Der Traumberuf: Stadtpolizist

Feier der Dienstprüfung in der Landespolizeidirektion Salzburg: Bürgermeister Peter Padourek mit Anton Scheibner, Gerald Ebner, Marco Mayer, Thomas Ausserhofer und Gerald Gruber.
  • Feier der Dienstprüfung in der Landespolizeidirektion Salzburg: Bürgermeister Peter Padourek mit Anton Scheibner, Gerald Ebner, Marco Mayer, Thomas Ausserhofer und Gerald Gruber.
  • Foto: Gemeinde
  • hochgeladen von Gudrun Dürnberger

ZELL AM SEE. Nach zwei Jahren theoretischer Ausbildung an der Polizeischule Salzburg absolvieren die zukünftigen Stadtpolizisten derzeit ein viermonatiges Praktikum in der Polizeiinspektion Zell am See.
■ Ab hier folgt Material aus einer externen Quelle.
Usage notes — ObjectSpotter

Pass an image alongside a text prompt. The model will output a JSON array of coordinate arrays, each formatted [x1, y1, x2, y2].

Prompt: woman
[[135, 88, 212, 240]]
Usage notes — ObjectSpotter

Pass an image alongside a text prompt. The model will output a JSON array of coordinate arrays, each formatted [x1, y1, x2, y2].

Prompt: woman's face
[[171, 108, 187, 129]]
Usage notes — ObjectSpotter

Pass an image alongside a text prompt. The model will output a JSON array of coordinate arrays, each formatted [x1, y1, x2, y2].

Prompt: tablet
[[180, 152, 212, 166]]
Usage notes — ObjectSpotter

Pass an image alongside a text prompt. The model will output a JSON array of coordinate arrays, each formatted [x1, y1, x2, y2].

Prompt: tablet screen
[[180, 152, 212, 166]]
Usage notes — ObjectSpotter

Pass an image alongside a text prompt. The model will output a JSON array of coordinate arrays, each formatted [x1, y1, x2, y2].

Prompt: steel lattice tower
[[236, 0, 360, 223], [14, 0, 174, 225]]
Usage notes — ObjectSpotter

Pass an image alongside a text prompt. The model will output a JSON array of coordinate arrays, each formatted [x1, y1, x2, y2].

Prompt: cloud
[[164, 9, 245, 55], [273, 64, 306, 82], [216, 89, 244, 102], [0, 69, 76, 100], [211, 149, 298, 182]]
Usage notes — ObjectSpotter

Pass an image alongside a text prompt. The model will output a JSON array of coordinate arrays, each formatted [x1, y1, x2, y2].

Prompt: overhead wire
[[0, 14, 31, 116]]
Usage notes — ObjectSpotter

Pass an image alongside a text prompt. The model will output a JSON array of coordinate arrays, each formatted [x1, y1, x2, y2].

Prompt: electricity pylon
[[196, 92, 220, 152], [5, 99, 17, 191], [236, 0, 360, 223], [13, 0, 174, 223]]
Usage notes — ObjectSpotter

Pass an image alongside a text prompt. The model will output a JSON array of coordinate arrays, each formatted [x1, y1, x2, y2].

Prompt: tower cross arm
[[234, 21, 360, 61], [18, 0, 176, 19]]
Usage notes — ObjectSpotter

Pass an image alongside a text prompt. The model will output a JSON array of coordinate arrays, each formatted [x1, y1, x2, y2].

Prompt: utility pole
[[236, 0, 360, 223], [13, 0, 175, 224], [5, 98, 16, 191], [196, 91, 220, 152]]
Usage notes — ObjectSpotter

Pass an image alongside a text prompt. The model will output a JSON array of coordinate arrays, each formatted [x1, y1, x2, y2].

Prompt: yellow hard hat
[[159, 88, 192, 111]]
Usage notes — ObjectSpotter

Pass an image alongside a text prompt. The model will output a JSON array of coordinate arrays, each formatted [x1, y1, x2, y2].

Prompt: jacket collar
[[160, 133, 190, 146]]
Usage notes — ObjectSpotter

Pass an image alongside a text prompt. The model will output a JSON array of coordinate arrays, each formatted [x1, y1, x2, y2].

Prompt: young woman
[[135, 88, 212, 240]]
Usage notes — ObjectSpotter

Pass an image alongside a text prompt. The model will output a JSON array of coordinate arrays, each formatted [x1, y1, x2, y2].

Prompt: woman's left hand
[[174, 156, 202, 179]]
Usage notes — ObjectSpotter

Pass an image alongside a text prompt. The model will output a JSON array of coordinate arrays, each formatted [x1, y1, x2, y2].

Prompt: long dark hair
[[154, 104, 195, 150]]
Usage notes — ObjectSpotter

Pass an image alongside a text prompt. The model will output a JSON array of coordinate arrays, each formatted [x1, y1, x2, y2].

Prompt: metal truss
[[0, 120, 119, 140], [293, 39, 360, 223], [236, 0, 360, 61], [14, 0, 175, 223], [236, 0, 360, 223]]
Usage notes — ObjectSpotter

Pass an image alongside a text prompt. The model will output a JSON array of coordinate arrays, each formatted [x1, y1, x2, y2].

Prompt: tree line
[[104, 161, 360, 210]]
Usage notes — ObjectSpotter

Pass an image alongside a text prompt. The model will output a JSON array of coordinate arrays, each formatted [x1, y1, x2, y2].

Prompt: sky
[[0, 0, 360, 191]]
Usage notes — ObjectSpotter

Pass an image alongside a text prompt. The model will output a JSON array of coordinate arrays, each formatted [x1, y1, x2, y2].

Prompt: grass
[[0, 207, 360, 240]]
Mit Abschluss der Grundausbildung werden sie ab 1. Dezember ihre neuen Büroräumlichkeiten in der Steinergasse beziehen.
Abgesehen von der Aufnahmeprüfung für die Polizeischule mussten sich die fünf Kandidaten einem spezifischen Hearing stellen, das genau auf die Herausforderungen für die Stadtpolizei zugeschnitten war.

Schwierige Aufgabe

Auch Bezirkspolizeikommandant Kurt Möschl nahm an dem einstündigen Gespräch teil und war beeindruckt vom Auftreten der Kandidaten. "Ich hab' gleich gesagt, die würde ich sofort nehmen." Er ist überzeugt davon, dass sie "ihre Sache gut machen werden," fügt jedoch hinzu: "Es ist uns bewusst, dass der Dienst für die Stadtpolizisten aufgrund der Erwartungshaltung der Bevölkerung und der Geschäftsleute keine leichte Aufgabe wird." Mit erfahrenen Beamten an ihrer Seite versehen die angehenden Polizisten ihren Dienst in Zell am See. Sie dürfen bereits Amtshandlungen durchführen, aber keine Strafmandate ausstellen. "Wir werden hier sehr gut eingeschult und lernen die Brennpunkte in Zell am See kennen", schildert Gerald Ebner aus St. Johann. "Die Zusammenarbeit funktioniert ausgezeichnet", ergänzt Kollege Gerald Gruber aus Dorfgastein.

Präsenz zeigen

Durch die Verstärkung der Stadtpolizisten werden es Falschparker und Schnellfahrer in Zell am See in Zukunft schwerer haben, ungestraft davon zu kommen. Und Anton Unterluggauer, Leiter der Verwaltung im Stadtamt betont: "Alle werden gleich behandelt. Es hat daher keinen Sinn, beim Bürgermeister zu intervenieren", zerschlägt er mögliche Hoffnungen der Verkehrssünder. Ebenso wie die Bundespolizei können auch die Stadtpolizisten die Einhaltung des Antiverhüllungsgesetzes kontrollieren - ein heikles Thema in der bei arabischen Touristen so beliebten Bergstadt.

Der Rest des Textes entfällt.